Un des plus jeunes chasseurs se prit à gémir. La terrible vérité se faisait jour dans tous les esprits. Jack devint très rouge tandis qu'il tailladait la carcasse.
— C'était trop dur. On avait besoin de tout le monde.
Ralph se détourna.
— Tu aurais pu avoir tout le monde, une fois les cabanes finies. Mais tu avais envie de chasser...
— On avait besoin de viande.
Jack se redressa, le couteau rougi à la main. Les deux garçons se firent face ; deux mondes s'affrontaient : celui de la chasse, avec ses tactiques, son exaltation farouche, son adresse ; celui de l'attente et du bon sens confondus. Jack changea son couteau de main et se barbouilla le front de sang en repoussant ses cheveux collés.
Piggy éleva la voix.
— T'aurais pas dû laisser éteindre le feu. T'avais promis de l'entretenir justement...

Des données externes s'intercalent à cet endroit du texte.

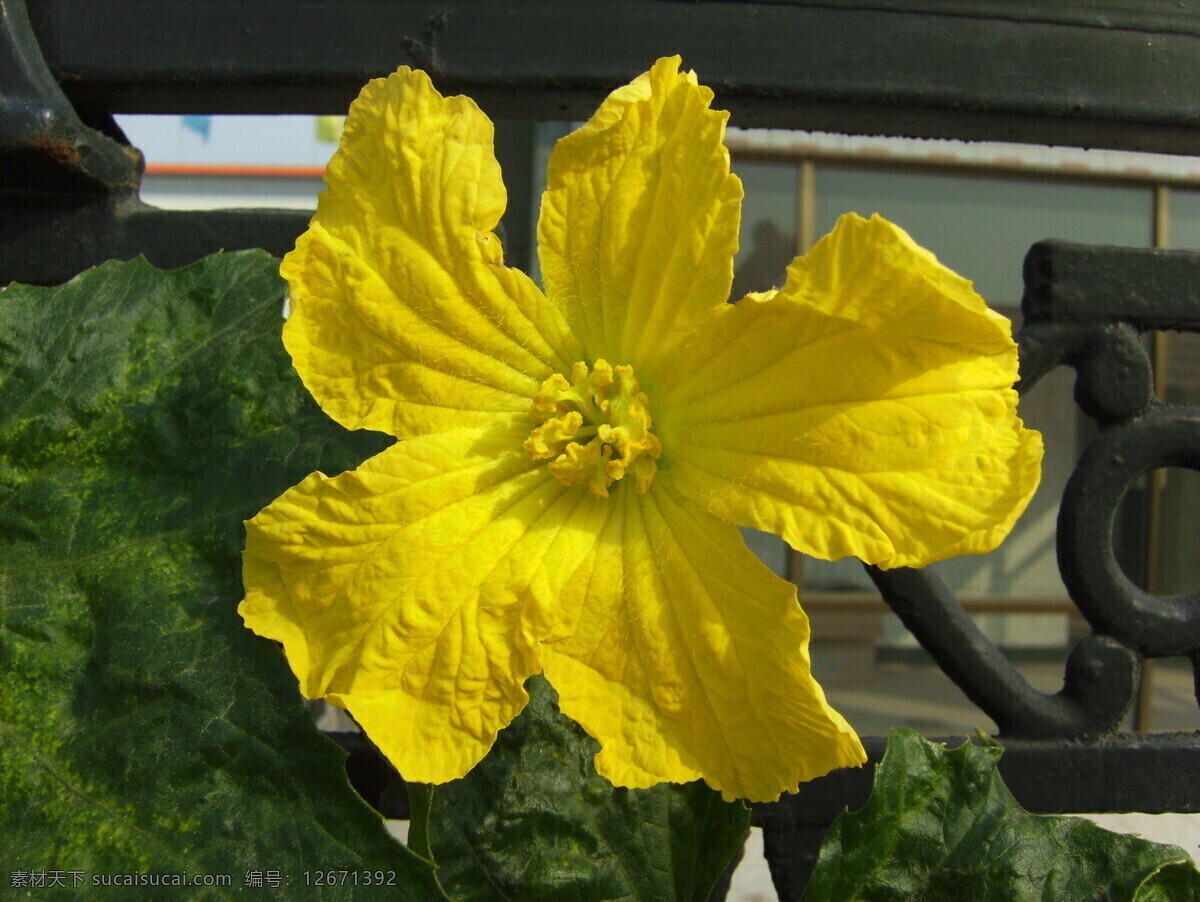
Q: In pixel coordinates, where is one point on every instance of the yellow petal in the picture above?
(405, 318)
(687, 657)
(865, 409)
(401, 591)
(640, 218)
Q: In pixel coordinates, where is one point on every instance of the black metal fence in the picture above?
(1096, 74)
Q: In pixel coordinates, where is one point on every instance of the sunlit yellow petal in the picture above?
(405, 318)
(412, 591)
(640, 218)
(865, 409)
(688, 659)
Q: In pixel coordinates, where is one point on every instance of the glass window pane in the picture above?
(768, 234)
(1179, 566)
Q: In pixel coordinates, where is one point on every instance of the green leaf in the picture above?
(942, 825)
(143, 728)
(535, 822)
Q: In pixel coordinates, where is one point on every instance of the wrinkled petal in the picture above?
(864, 409)
(401, 591)
(640, 218)
(405, 318)
(687, 657)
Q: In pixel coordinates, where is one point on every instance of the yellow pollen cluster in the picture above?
(594, 428)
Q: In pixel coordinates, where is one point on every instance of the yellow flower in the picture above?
(574, 461)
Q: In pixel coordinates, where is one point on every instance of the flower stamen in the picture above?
(594, 428)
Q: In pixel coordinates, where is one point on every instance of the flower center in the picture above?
(594, 428)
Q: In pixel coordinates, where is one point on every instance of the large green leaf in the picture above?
(941, 825)
(143, 728)
(535, 822)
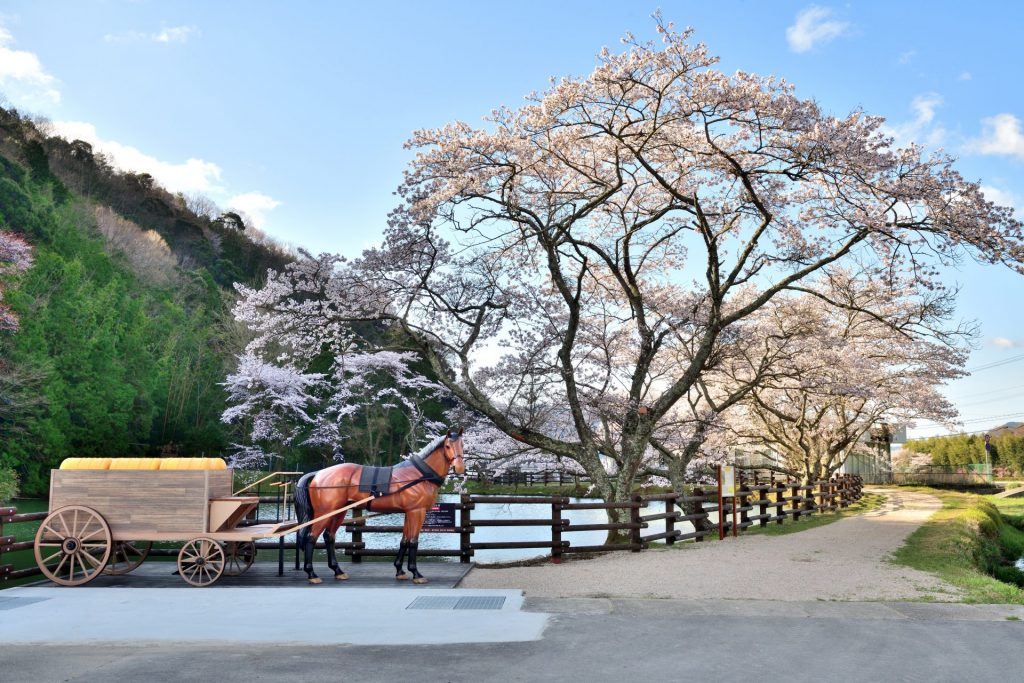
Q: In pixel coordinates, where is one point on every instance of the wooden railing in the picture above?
(757, 503)
(8, 545)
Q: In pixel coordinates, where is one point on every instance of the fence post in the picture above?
(466, 529)
(795, 492)
(670, 521)
(635, 520)
(556, 529)
(744, 499)
(763, 506)
(699, 525)
(4, 568)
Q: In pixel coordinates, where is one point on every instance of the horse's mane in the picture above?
(430, 447)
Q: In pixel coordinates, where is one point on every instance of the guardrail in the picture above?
(756, 503)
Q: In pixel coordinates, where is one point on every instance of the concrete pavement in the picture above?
(585, 639)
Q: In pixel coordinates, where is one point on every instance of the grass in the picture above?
(971, 543)
(866, 503)
(22, 531)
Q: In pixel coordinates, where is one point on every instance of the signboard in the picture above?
(440, 518)
(728, 481)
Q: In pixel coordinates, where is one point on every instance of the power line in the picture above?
(996, 364)
(990, 400)
(985, 419)
(991, 391)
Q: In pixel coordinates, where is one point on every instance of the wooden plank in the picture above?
(225, 513)
(142, 504)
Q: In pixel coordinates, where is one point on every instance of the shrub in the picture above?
(8, 484)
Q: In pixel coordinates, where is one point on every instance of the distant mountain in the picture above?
(125, 333)
(1011, 428)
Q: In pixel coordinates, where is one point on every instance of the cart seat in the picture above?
(225, 513)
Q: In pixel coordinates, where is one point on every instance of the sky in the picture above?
(296, 113)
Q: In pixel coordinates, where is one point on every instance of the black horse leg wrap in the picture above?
(413, 548)
(402, 547)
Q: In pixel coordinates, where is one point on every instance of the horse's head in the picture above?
(453, 451)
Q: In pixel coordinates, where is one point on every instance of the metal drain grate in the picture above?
(480, 602)
(14, 603)
(469, 602)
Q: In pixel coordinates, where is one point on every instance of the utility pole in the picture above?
(988, 460)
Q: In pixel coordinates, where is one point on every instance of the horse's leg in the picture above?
(414, 522)
(329, 540)
(400, 559)
(310, 544)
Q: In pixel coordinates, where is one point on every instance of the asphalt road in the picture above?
(602, 640)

La réflexion de Piggy et les approbations gémissantes de quelques chasseurs poussèrent Jack à bout. Ses yeux bleus prirent un aspect trouble. Il fit un pas en avant et, heureux de pouvoir enfin frapper, il envoya un coup de poing dans l'estomac de Piggy. Celui-ci s'effondra avec un gémissement. Jack le dominait. D'une voix rendue cruelle par l'humiliation, il s'écria :
— Hein ! tu l'as voulu, le Gros !
Ralph amorça un geste, mais Jack frappa Piggy à la tête. Ses lunettes furent projetées sur les rochers. Affolé, Piggy hurla :
— Mes lunettes !
Il tomba à quatre pattes, tâtonnant sur les rochers, mais Simon les lui trouva. Des sentiments violents créaient des remous dans le groupe et fouettaient de leurs ailes funestes ce sommet montagneux.
— Y a un verre de cassé !
Piggy les lui arracha des mains et les mit. Il lança un regard noir à Jack.
— J'peux pas m'en passer de ces lunettes. Maintenant je n'y vois plus que d'un œil. Attends un peu...
Jack fit un mouvement vers lui, mais Piggy se réfugia derrière une grosse roche. Il passa la tête par-dessus et son unique verre lança à Jack un éclair malveillant.
— Oui, j'y vois plus que d'un œil. Attends un peu...
Jack imita son ton pleurnichard et sa fuite.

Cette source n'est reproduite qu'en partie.